Livestock (cattle and water buffalo, n=85) and peridomestic dogs (n=42) were sampled at local veterinary clinics. Aseptic urine collection and serum banking were performed.

Genomic characterization and phylogenetics

The three viable Leptospira isolates obtained from rodent kidney cultures were subjected to whole-genome sequencing. Genomic DNA was extracted using a CTAB/phenol-chloroform protocol. Sequencing libraries were prepared with the Nextera XT DNA Library Preparation Kit (Illumina, USA) and sequenced on a MiSeq platform (Illumina) to generate 2×300 bp paired-end reads. Reads were assembled de novo using SPAdes v4.0, and the resulting genomes were annotated with Prokka v1.14.6. Average Nucleotide Identity (ANI) was calculated using FastANI against a curated database of reference Leptospira genomes. Standard seven-locus multi-locus sequence typing (MLST) targeting the genes glmU, pntA, sucA, tpiA, pfkB, mreA, and caiB was performed according to the scheme available on the PubMLST website for Leptospira spp. Phylogenetic analysis based on whole-genome alignments was conducted using IQ-TREE under the GTR+F+R4 model, with branch support assessed by 1,000 ultrafast bootstrap replicates.
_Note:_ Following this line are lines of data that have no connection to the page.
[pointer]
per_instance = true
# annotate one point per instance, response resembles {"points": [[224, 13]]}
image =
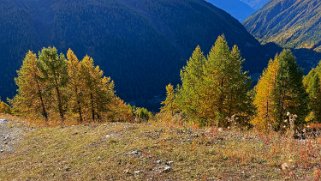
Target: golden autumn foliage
{"points": [[67, 89], [280, 93], [263, 100]]}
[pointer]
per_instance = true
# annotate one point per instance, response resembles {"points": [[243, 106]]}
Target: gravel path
{"points": [[10, 134]]}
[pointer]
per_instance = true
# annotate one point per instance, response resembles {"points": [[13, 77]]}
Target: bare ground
{"points": [[154, 151]]}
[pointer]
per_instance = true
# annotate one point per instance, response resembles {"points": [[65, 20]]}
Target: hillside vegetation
{"points": [[290, 23], [141, 44], [158, 151]]}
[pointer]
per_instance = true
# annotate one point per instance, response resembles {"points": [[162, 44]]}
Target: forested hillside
{"points": [[236, 8], [141, 44], [256, 4], [290, 23]]}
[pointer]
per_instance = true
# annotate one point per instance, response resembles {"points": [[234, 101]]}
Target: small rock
{"points": [[67, 169], [127, 171], [2, 121], [136, 153], [284, 166], [137, 172], [167, 169], [169, 162], [108, 136]]}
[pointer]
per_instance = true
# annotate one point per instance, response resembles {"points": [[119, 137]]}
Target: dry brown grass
{"points": [[124, 151]]}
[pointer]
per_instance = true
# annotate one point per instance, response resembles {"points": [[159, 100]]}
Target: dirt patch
{"points": [[10, 133]]}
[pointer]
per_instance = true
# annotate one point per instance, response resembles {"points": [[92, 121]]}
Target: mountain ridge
{"points": [[289, 23], [141, 59]]}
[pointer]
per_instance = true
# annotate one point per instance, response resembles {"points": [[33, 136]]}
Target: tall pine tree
{"points": [[280, 91], [98, 89], [75, 84], [289, 93], [32, 96], [53, 74], [313, 87], [263, 100], [188, 94], [225, 86]]}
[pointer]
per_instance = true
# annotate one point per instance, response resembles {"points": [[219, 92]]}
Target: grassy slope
{"points": [[122, 151]]}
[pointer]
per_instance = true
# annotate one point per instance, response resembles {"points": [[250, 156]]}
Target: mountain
{"points": [[289, 23], [141, 44], [236, 8], [256, 4]]}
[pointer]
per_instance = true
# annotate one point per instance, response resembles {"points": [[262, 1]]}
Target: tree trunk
{"points": [[44, 111], [60, 109], [92, 107], [79, 105]]}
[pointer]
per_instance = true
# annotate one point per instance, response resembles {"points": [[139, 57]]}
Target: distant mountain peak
{"points": [[289, 23]]}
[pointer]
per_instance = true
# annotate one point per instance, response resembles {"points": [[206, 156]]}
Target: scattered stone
{"points": [[167, 169], [67, 168], [136, 153], [2, 121], [108, 136], [169, 162], [284, 166], [127, 171]]}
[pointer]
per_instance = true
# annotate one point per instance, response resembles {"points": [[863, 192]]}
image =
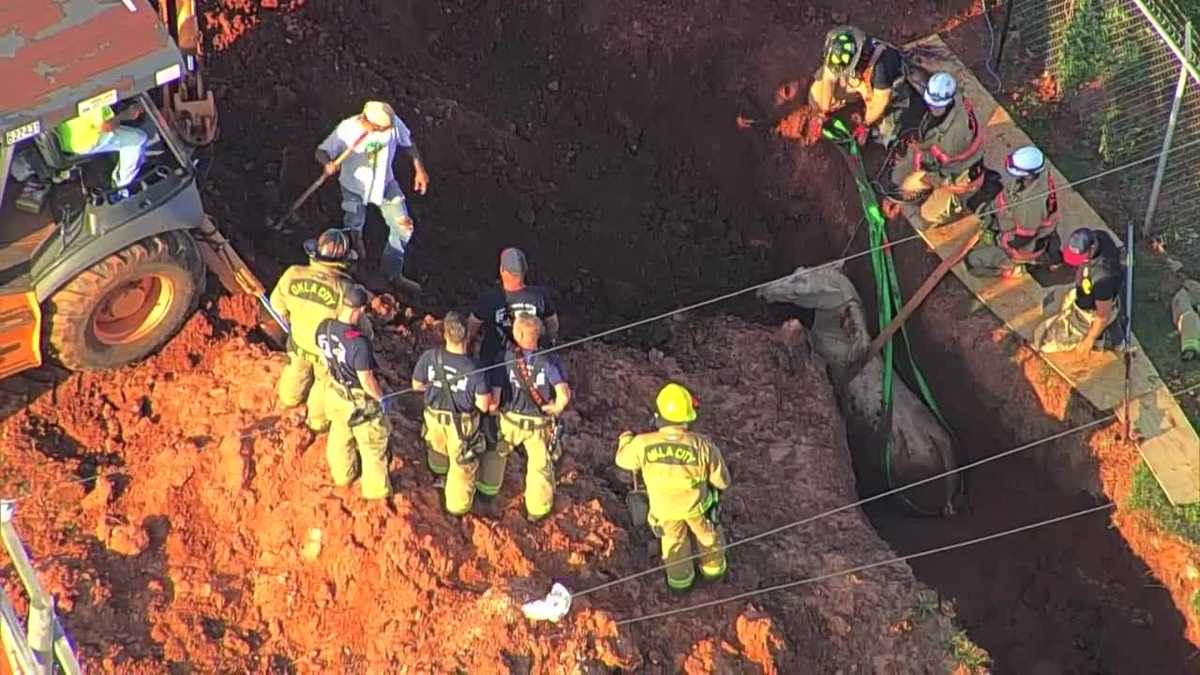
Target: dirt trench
{"points": [[599, 136]]}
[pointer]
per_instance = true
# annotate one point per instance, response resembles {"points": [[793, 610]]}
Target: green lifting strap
{"points": [[887, 287]]}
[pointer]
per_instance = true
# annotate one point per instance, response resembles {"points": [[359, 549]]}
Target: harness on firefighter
{"points": [[969, 180], [364, 412], [1041, 233], [557, 428], [473, 446]]}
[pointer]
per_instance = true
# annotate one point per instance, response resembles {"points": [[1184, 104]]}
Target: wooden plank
{"points": [[1168, 441]]}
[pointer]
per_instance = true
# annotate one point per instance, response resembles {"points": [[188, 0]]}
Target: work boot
{"points": [[405, 284], [357, 242]]}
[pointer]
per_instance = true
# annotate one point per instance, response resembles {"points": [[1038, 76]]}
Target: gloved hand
{"points": [[859, 129]]}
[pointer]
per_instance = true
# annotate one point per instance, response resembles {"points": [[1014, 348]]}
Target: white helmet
{"points": [[1025, 161], [941, 89]]}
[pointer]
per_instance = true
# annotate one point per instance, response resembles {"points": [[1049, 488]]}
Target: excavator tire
{"points": [[126, 305]]}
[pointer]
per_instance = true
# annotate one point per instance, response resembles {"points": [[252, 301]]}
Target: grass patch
{"points": [[1146, 496], [1153, 286], [965, 653]]}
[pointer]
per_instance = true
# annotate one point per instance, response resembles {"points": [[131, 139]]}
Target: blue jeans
{"points": [[395, 214]]}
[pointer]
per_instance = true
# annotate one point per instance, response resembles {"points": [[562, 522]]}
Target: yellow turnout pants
{"points": [[534, 434], [304, 380], [677, 547], [444, 444], [365, 443], [945, 195]]}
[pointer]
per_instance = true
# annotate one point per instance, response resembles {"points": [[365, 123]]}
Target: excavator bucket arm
{"points": [[186, 102]]}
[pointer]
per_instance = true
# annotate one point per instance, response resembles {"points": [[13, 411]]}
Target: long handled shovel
{"points": [[281, 222], [911, 306]]}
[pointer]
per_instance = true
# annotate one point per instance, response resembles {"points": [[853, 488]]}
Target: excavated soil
{"points": [[599, 136], [214, 541]]}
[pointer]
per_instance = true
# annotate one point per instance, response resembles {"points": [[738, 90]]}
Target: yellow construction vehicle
{"points": [[93, 273]]}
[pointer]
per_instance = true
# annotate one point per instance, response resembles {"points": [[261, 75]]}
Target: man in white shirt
{"points": [[366, 178]]}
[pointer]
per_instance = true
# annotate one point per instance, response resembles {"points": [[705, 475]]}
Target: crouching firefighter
{"points": [[876, 71], [455, 395], [942, 153], [304, 297], [533, 394], [684, 476], [1023, 228], [1089, 315], [359, 426]]}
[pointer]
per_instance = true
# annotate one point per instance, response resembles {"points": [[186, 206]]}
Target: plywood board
{"points": [[1169, 443]]}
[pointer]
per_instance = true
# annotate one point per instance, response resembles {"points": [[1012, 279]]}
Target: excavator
{"points": [[91, 275]]}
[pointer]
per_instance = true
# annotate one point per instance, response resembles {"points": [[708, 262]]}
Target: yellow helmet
{"points": [[676, 404]]}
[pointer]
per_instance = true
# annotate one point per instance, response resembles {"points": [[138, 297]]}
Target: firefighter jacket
{"points": [[307, 294], [1026, 215], [948, 144], [681, 469]]}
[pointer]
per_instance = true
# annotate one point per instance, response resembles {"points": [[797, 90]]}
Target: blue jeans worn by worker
{"points": [[130, 144], [395, 213]]}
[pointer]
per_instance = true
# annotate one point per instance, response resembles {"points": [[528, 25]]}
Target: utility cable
{"points": [[802, 273], [868, 566], [991, 47], [886, 494]]}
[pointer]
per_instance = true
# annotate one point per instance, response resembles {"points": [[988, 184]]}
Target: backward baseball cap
{"points": [[378, 113], [513, 261]]}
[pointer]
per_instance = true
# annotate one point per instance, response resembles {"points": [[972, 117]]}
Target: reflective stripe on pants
{"points": [[444, 446], [677, 545], [539, 490], [365, 443], [304, 378]]}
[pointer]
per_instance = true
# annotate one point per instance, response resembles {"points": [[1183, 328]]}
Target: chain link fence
{"points": [[1128, 69]]}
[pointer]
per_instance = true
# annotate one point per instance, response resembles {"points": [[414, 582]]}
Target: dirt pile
{"points": [[214, 539]]}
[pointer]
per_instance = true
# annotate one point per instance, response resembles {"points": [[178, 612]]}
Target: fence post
{"points": [[1180, 88]]}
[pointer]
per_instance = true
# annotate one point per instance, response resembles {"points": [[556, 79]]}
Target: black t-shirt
{"points": [[497, 308], [457, 374], [1102, 278], [888, 69], [544, 372], [347, 351]]}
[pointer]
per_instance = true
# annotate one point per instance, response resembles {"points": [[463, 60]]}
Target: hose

Epidemiological and statistical analysis

Structured interviews were administered to all participants to document occupational history, detailed water exposure metrics (duration, frequency, seasonality), and residential location (recorded using Garmin GPSMAP 64s devices). Spatial cluster analysis was performed using SaTScan™ v10.0 with a Bernoulli model and census data as population denominators. A multivariate logistic regression model was constructed using backward elimination (entry p<0.10, retention p<0.05) to identify independent risk factors for MAT-confirmed leptospirosis. Robust standard errors were used to account for potential clustering at the district level. Given the limited number of confirmed cases (n=41), the final model was restricted to three primary exposure variables selected a priori based on epidemiological plausibility to avoid overfitting. A post-hoc power analysis confirmed 83% power to detect the primary exposure effect (agricultural occupation) with the observed effect size. All statistical analyses were performed using R software v4.3.0, with the 'lme4' package used for regression modeling. Statistical significance was defined as a two-tailed p-value <0.05.

Results

Clinical and laboratory confirmation

Among 182 enrolled febrile patients, 41 (22.5%) met the predefined MAT confirmation criteria for acute leptospirosis. The highest observed MAT titers were against L. interrogans serovar icterohaemorrhagiae (n=24) and L. kirschneri serovar grippotyphosa (n=17). Leptospira DNA was detected by lipL32 qPCR in 37 of the 41 MAT-confirmed cases (90.2%), with the majority of positive signals coming from blood samples (33/37) compared to urine (8/37). 16S rRNA sequencing confirmed the genus Leptospira in all qPCR-positive samples. Subsequent secY gene sequencing of these positives revealed that 12 clinical samples shared 98.1–98.9% nucleotide identity with L. kirschneri reference strains (GenBank CP016070). These same secY sequences showed only 92–94% identity to reference sequences of L. interrogans, providing strong molecular evidence for their distinction from this species. No clinical samples yielded sequences matching L. borgpetersenii.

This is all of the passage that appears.